Mentre le vendite totali sono rimbalzate del 4% e gli ordinativi dell’8%, sono crollati rispettivamente dell’1% e del 4% nella divisione digitale. Questi risultati rendono sempre più difficile raggiungere gli obiettivi finanziari sull’anno fiscale.
“L’ambiente di mercato favorevole per le nostre attività a ciclo breve, che era la base materiale delle nostre previsioni, è peggiorato significativamente nel secondo semestre dell’anno fiscale”, ha ammesso la compagnia nel report sugli utili del mese scorso. Pur confermando gli obiettivi finanziari sull’anno fiscale, Siemens ha aggiunto che “diventa sempre più difficoltoso raggiungere le nostre aspettative di una crescita moderata dei ricavi”.

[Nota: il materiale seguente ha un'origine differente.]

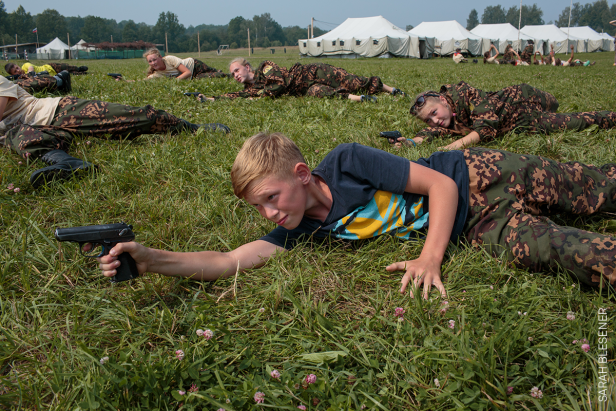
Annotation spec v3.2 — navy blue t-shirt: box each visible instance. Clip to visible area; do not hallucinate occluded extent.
[261,143,469,250]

La compagnia ha inoltre affermato che si aspetta un margine industriale principale nella parte inferiore del range dell’11%-12%, escludendo gli oneri di liquidazione. Il dato è sceso al 9,9% nel terzo trimestre dall’11,7% dello stesso trimestre dell’anno scorso.
3. Rheinmetall
Anche Rheinmetall ha offerto previsioni cupe il mese scorso. La compagnia, con un piede nel settore della difesa e l’altro in quello dei pezzi di ricambio per le auto, ha tagliato le previsioni sulle vendite annue per quanto riguarda la sua divisione automobilistica, prospettando un calo compreso tra il 2% ed il 3%, dopo aver precedentemente stimato ricavi stabili o in lieve aumento.
Prevede inoltre margini operativi minori nella sua attività automobilistica, a circa il 7% rispetto all’8% prospettato all’inizio dell’anno, quando si prevedeva una ripresa del settore nel secondo semestre. La compagnia crede che la contrazione del settore automobilistico peserà sulla performance del gruppo, ma solo in modo limitato, con le vendite che resteranno entro gli obiettivi. L’ultima previsione è di una crescita del 4%, nella parte inferiore del range stimato del 4%-6%.
Il settore della difesa, i cui clienti sono perlopiù i governi, è più protetto dalle condizioni economiche avverse rispetto a quello delle auto. Rheinmetall si aspetta che i ricavi da questo segmento salgano organicamente dell’11%, escludendo le oscillazioni monetarie, arrivando alla parte superiore del suo range obiettivo del 9%-11%.
L’impennata del 32% di Rheinmetall negli ultimi 12 mesi rispecchia la capacità del suo doppio business model di mantenere la compagnia redditizia quando le condizioni economiche sono dure.